A new cognitive clock matching phenotypic and epigenetic ages

The study addresses how cognitive performance changes with aging and whether cognitive test outcomes can serve as biomarkers that align with established biological age measures. Cognitive decline begins early in adulthood and accelerates with age, but individuals with the same chronological age vary widely in the speed and extent of decline. Identifying cognitive markers that reflect biological aging could enable monitoring trajectories, early detection of pathological aging, and development of diagnostic tools. Prior work shows age-related changes in color perception and sensorimotor reactions, with older adults often adopting simpler decision strategies and showing slowed response times driven by increased caution and non-decisional processes. Structural and neurochemical brain changes, particularly in the prefrontal cortex, accompany aging. While epigenetic age acceleration has been linked to cognitive decline and neurodegenerative diseases, robust epigenetic markers of cognitive changes remain unclear. This study investigates age-related changes in cognitive test performance, builds cognitive clocks via machine learning, examines their correlations with phenotypic and epigenetic clocks, and explores clustering of individuals by cognitive performance patterns.

The introduction synthesizes literature on: (1) cognitive aging trajectories indicating early-onset slowing and heterogeneity among individuals; (2) sensory changes with age, notably reduced sensitivity to short-wavelength colors and impaired contrast perception; (3) decision-making alterations in older adults characterized by heuristic strategies and slower responses driven by caution and non-decisional delays; (4) neurobiological underpinnings including neuron loss, synapse reduction, and neurotransmitter decline, especially in the prefrontal cortex; and (5) associations between epigenetic age acceleration and cognitive decline in disease contexts, yet mixed findings for robust epigenetic predictors (e.g., limited correlation of blood DNAmAge with cognitive decline in monozygotic twins). This context motivates constructing cognitive clocks and testing their correspondence with biological and epigenetic aging.

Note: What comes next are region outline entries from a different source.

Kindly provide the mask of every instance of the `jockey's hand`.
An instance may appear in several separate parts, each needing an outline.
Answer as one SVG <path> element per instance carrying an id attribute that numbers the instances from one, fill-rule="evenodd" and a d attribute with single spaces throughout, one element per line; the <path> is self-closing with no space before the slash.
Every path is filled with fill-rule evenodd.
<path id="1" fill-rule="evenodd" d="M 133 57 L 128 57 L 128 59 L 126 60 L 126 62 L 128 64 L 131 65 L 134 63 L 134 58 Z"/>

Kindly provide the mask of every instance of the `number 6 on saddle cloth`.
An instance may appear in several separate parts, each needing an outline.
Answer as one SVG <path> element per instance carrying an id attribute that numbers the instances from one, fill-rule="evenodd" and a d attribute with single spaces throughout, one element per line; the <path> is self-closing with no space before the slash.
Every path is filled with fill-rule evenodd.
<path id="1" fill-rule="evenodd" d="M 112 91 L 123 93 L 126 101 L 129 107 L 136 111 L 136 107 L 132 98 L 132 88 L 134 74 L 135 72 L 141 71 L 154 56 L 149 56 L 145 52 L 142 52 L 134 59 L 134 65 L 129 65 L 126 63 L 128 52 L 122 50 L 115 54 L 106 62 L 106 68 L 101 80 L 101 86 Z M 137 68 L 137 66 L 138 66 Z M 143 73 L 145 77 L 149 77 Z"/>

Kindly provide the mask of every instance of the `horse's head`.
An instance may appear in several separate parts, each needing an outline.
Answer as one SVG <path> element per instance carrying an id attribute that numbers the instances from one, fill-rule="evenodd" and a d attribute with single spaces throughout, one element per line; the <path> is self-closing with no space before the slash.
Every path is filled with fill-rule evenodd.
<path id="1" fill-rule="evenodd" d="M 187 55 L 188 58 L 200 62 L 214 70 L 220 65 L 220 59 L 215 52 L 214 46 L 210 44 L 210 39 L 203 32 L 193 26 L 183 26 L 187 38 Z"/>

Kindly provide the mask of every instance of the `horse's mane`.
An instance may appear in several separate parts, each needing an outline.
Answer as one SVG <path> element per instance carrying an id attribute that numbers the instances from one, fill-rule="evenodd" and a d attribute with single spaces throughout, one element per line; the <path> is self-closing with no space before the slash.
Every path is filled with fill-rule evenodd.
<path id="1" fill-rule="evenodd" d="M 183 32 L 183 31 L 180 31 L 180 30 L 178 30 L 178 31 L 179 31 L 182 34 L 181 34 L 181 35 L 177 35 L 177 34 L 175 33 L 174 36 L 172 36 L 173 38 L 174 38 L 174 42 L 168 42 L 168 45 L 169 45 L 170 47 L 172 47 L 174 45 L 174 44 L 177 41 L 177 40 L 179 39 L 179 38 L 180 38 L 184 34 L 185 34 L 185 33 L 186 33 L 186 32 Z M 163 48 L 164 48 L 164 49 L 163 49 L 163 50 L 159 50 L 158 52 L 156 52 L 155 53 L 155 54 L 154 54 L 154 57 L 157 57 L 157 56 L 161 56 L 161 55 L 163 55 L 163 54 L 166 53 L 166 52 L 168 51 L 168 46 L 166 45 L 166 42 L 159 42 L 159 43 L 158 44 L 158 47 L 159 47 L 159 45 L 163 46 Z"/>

Participants: 118 volunteers of both sexes, aged 19–85 years, with exclusion criteria of acute respiratory infection, oncology, and chronic diseases at the time of testing. Informed consent was obtained and ethics approval granted (protocol no. 1, 2020, N. L. Lobachevsky State University, Nizhny Novgorod, Russia).

Cognitive testing: Three tasks were used—(1) campimetry (shade differentiation) recording times such as stimulus recognition (CM t+) and hiding (CM t−) and first recognized shade; (2) arithmetic correctness evaluation (including fraction of falsely rejected correct expressions, SM1 ERR-1); and (3) reversed letter detection (including motor reaction times, SM2 MR). From raw scores, 64 cognitive quantifiers were computed per participant (means, SDs, medians, quartiles, extrema, and other statistics across indices).

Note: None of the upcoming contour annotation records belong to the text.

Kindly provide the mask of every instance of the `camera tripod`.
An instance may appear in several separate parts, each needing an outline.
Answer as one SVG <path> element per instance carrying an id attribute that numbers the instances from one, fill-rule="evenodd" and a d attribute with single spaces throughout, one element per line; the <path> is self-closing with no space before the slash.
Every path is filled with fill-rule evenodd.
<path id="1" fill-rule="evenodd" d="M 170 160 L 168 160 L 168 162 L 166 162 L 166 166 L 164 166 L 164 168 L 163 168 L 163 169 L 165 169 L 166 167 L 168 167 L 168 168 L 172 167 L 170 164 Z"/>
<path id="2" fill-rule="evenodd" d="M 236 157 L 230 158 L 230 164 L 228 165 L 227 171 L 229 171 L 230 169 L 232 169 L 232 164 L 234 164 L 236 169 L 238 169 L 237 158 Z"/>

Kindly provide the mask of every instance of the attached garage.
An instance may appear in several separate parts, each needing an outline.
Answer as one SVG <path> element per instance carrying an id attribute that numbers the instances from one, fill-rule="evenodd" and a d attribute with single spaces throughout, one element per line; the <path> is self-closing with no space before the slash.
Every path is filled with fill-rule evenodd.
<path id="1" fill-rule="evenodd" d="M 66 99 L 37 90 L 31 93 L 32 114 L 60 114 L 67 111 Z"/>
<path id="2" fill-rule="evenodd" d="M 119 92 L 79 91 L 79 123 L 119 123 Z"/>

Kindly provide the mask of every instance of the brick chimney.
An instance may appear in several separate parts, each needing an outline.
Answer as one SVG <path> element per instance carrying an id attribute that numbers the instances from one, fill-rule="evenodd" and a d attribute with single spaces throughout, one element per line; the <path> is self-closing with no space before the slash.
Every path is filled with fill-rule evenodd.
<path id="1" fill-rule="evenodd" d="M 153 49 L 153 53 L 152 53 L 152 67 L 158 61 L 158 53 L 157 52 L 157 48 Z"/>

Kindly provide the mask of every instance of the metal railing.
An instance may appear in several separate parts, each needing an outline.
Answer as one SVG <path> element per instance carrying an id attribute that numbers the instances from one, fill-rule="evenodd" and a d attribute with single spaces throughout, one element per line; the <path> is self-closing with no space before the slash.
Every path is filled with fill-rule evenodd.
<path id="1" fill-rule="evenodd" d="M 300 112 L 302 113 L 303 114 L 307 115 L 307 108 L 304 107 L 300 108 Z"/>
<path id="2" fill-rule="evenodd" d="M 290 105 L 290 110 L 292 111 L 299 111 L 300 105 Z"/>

Biological age measures: Phenotypic Age was computed using blood markers (WBC, MCV, RDW, lymphocyte %, albumin, glucose, creatinine, C-reactive protein, alkaline phosphatase) obtained via CBC (Abacus Junior 3.0) and biochemistry (SatFlex analyzer). Epigenetic ages (on a subset) included DNAmAge (Horvath), DNAmAgeHannum, DNAmPhenoAge, and DNAmGrimAge from blood DNA methylation.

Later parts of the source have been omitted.